Expose VS Code language models as an OpenAI-compatible REST API on localhost.
One extension. Every model VS Code can see. Standard API. Built for agents.
- OpenAI-compatible —
/v1/chat/completions,/v1/modelswith streaming (SSE) - Auto-discovery — finds every language model registered in VS Code
- Tool forwarding — pass OpenAI-format tools, get
tool_callsback - Rate limiting — configurable per-minute request cap
- API key auth — optional Bearer token authentication
- Zero dependencies — pure Node.js HTTP, no Express, no frameworks
Any model available through VS Code's Language Model API is automatically exposed — no configuration needed.
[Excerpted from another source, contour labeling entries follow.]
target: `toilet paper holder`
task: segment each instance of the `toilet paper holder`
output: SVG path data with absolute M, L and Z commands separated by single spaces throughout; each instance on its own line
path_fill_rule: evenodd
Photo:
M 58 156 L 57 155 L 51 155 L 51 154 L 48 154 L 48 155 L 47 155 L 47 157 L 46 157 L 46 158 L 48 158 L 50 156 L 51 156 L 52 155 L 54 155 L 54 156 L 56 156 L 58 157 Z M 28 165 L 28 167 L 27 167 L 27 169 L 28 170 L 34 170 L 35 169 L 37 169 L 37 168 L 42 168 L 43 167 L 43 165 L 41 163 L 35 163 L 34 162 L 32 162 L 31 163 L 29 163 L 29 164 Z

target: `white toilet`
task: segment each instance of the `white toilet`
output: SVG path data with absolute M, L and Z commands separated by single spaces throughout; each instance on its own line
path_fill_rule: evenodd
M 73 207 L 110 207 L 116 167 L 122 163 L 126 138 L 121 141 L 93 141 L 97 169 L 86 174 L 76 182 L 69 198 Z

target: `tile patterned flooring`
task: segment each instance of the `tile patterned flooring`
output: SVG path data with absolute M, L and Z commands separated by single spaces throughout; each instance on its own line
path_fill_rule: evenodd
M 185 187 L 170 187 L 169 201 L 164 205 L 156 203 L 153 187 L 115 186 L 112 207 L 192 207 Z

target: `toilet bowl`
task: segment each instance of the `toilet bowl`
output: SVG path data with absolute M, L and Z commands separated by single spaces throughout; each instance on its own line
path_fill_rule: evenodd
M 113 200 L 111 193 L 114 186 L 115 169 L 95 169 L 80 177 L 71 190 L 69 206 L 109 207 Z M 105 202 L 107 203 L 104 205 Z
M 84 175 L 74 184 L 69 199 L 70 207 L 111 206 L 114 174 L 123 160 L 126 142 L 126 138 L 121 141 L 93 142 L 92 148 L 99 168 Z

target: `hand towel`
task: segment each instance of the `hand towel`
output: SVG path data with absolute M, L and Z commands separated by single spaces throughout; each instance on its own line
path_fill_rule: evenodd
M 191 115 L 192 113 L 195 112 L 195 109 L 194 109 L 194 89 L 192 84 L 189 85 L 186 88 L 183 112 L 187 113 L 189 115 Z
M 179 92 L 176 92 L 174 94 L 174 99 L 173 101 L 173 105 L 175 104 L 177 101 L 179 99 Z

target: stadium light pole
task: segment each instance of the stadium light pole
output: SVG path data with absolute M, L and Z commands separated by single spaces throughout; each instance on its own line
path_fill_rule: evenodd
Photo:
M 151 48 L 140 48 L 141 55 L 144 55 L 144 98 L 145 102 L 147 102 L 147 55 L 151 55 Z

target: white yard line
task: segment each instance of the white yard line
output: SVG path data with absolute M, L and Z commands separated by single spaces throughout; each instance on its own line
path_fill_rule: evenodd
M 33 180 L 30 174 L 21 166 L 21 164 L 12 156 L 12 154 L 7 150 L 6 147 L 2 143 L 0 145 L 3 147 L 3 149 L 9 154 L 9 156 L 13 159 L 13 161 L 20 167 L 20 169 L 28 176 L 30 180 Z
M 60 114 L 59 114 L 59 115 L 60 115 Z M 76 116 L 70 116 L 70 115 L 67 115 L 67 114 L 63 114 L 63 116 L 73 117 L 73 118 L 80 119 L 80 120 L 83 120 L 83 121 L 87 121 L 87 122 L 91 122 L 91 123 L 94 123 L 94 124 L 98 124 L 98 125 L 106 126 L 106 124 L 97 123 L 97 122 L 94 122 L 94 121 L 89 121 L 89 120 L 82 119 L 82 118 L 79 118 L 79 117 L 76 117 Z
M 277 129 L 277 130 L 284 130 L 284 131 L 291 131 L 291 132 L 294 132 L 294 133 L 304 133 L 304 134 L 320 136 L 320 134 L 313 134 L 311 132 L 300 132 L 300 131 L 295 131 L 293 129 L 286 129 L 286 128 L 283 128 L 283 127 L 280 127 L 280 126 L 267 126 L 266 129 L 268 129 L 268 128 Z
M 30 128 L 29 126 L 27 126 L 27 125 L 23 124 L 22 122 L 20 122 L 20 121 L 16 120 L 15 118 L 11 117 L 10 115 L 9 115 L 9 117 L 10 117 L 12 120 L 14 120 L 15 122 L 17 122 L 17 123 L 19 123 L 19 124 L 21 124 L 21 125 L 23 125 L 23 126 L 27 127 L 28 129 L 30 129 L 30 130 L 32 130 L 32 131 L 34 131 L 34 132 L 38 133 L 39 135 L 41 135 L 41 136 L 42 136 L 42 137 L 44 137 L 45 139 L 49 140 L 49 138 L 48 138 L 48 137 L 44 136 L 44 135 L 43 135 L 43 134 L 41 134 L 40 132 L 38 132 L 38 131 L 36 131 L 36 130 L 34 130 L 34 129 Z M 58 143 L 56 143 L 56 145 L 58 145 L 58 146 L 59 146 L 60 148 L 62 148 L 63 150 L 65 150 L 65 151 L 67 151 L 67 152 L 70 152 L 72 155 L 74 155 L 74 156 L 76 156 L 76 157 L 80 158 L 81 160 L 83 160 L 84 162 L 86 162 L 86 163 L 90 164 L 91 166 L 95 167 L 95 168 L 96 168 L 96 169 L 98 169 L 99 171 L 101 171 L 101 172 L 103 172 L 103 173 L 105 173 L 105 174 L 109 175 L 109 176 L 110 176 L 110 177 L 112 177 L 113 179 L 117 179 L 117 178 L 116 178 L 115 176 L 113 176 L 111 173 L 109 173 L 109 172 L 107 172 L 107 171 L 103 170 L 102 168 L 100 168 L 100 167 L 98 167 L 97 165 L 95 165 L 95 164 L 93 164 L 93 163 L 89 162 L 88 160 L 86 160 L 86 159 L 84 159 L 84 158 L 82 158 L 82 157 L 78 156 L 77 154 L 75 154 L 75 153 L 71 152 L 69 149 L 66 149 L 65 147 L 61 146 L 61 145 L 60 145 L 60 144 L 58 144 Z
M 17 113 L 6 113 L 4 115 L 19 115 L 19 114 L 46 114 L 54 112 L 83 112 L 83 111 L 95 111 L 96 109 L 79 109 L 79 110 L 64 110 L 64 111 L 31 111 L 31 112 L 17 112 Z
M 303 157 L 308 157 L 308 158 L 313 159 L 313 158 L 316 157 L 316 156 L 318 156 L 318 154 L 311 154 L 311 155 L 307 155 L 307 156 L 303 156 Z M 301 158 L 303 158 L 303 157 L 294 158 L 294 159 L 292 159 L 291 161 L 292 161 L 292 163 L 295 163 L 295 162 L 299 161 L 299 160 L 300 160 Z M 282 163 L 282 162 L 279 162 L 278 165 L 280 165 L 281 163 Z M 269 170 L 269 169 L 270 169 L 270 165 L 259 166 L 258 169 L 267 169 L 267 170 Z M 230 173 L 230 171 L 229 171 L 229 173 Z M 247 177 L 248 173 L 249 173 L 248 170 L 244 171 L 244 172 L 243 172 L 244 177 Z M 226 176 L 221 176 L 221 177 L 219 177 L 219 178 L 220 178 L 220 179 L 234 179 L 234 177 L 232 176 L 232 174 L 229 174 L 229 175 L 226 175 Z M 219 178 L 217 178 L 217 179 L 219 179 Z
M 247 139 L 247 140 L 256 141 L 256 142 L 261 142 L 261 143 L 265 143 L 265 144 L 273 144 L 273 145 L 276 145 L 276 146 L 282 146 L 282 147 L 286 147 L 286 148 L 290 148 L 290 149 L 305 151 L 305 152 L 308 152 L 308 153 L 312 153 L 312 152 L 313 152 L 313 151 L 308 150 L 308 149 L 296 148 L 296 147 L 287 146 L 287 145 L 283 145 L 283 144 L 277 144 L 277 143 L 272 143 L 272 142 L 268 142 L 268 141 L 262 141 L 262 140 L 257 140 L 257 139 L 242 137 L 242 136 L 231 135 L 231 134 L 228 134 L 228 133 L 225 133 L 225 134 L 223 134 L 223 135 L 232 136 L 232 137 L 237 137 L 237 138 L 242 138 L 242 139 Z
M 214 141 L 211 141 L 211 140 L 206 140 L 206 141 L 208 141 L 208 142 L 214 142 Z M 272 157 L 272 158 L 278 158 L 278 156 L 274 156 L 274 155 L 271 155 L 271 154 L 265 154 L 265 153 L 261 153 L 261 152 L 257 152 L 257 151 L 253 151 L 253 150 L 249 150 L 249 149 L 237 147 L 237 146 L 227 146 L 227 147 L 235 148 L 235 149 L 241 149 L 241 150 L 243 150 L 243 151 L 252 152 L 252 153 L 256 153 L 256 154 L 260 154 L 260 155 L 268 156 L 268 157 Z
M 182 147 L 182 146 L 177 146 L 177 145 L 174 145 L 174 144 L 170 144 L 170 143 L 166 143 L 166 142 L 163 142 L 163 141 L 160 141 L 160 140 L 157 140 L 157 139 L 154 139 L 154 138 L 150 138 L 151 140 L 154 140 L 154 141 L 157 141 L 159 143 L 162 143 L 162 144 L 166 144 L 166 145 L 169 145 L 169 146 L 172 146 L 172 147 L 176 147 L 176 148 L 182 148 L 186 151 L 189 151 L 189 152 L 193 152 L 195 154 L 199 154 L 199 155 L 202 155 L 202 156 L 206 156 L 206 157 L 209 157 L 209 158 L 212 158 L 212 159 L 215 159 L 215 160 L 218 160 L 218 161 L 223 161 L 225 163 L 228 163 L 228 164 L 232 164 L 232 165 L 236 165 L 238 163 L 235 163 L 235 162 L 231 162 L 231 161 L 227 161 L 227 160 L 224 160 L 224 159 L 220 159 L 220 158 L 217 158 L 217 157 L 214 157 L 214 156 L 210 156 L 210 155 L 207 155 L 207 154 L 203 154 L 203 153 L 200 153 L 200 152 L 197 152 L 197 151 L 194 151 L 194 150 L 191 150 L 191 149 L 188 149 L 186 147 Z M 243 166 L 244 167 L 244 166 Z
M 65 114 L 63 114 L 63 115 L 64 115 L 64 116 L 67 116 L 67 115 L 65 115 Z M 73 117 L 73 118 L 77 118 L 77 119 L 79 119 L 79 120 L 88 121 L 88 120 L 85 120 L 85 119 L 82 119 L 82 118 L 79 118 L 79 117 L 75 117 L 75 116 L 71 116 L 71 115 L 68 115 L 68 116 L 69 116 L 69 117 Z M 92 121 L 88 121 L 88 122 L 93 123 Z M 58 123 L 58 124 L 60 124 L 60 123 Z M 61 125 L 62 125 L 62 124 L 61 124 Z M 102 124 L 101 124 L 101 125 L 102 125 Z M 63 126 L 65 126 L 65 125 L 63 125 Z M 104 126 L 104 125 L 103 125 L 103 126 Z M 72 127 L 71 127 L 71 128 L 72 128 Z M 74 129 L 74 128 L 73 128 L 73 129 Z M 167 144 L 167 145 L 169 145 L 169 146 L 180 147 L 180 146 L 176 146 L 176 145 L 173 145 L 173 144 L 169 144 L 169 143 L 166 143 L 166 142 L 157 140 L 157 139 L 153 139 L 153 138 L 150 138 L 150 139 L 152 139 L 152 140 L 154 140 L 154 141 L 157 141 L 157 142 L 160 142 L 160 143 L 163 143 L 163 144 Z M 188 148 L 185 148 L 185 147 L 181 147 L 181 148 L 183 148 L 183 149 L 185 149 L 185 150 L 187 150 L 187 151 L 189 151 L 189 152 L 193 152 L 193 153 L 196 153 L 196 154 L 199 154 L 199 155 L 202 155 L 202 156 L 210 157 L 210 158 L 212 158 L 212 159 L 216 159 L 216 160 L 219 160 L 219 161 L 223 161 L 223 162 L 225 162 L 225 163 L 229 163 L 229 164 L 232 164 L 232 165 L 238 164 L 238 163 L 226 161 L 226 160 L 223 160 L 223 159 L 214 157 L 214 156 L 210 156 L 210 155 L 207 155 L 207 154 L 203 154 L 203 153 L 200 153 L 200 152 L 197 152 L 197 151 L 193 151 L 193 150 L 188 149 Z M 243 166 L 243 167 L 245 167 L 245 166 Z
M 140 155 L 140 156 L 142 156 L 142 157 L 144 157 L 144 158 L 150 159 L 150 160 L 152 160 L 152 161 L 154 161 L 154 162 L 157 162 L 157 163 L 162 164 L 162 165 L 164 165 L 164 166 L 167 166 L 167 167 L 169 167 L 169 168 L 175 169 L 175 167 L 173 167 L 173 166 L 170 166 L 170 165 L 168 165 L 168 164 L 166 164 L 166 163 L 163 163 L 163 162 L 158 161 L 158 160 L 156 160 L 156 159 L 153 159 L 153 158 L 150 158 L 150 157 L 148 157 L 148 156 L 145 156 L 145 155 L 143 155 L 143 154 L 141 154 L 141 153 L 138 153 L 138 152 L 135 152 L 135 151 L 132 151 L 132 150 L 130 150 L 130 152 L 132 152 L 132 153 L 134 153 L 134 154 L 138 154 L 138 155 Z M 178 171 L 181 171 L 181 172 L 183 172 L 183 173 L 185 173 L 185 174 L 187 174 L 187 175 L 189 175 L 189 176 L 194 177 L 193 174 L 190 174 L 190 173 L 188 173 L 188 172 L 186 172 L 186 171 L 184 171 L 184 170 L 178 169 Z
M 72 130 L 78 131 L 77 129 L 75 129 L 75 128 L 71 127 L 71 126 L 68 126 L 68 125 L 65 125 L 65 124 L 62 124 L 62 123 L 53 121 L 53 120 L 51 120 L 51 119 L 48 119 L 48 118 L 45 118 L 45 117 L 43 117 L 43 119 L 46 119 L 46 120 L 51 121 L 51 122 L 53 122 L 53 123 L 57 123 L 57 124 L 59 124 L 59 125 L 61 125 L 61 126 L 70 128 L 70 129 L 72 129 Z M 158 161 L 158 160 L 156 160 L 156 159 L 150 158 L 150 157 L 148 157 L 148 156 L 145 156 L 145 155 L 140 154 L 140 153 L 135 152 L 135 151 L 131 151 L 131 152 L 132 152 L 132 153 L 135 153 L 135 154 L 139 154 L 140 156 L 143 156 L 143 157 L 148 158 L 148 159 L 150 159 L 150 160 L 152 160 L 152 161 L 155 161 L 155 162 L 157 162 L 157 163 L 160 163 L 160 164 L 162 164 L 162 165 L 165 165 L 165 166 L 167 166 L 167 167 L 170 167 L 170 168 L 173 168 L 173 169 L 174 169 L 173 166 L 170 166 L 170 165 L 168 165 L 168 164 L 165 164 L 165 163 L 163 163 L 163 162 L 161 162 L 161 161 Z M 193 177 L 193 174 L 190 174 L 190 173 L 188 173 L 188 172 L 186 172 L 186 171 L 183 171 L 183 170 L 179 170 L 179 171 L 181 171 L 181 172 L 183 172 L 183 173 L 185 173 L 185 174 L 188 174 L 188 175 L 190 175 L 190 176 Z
This typically includes:
- Claude — Opus, Sonnet, Haiku
- GPT — Codex, GPT-4.1, o4-mini
- Gemini — Gemini Pro, Gemini Flash
- Ollama — any locally running Ollama models (Llama, Qwen, DeepSeek, Mistral, etc.)
- Any other models registered via the VS Code Language Model API
Run GET /v1/models to see what's available in your setup.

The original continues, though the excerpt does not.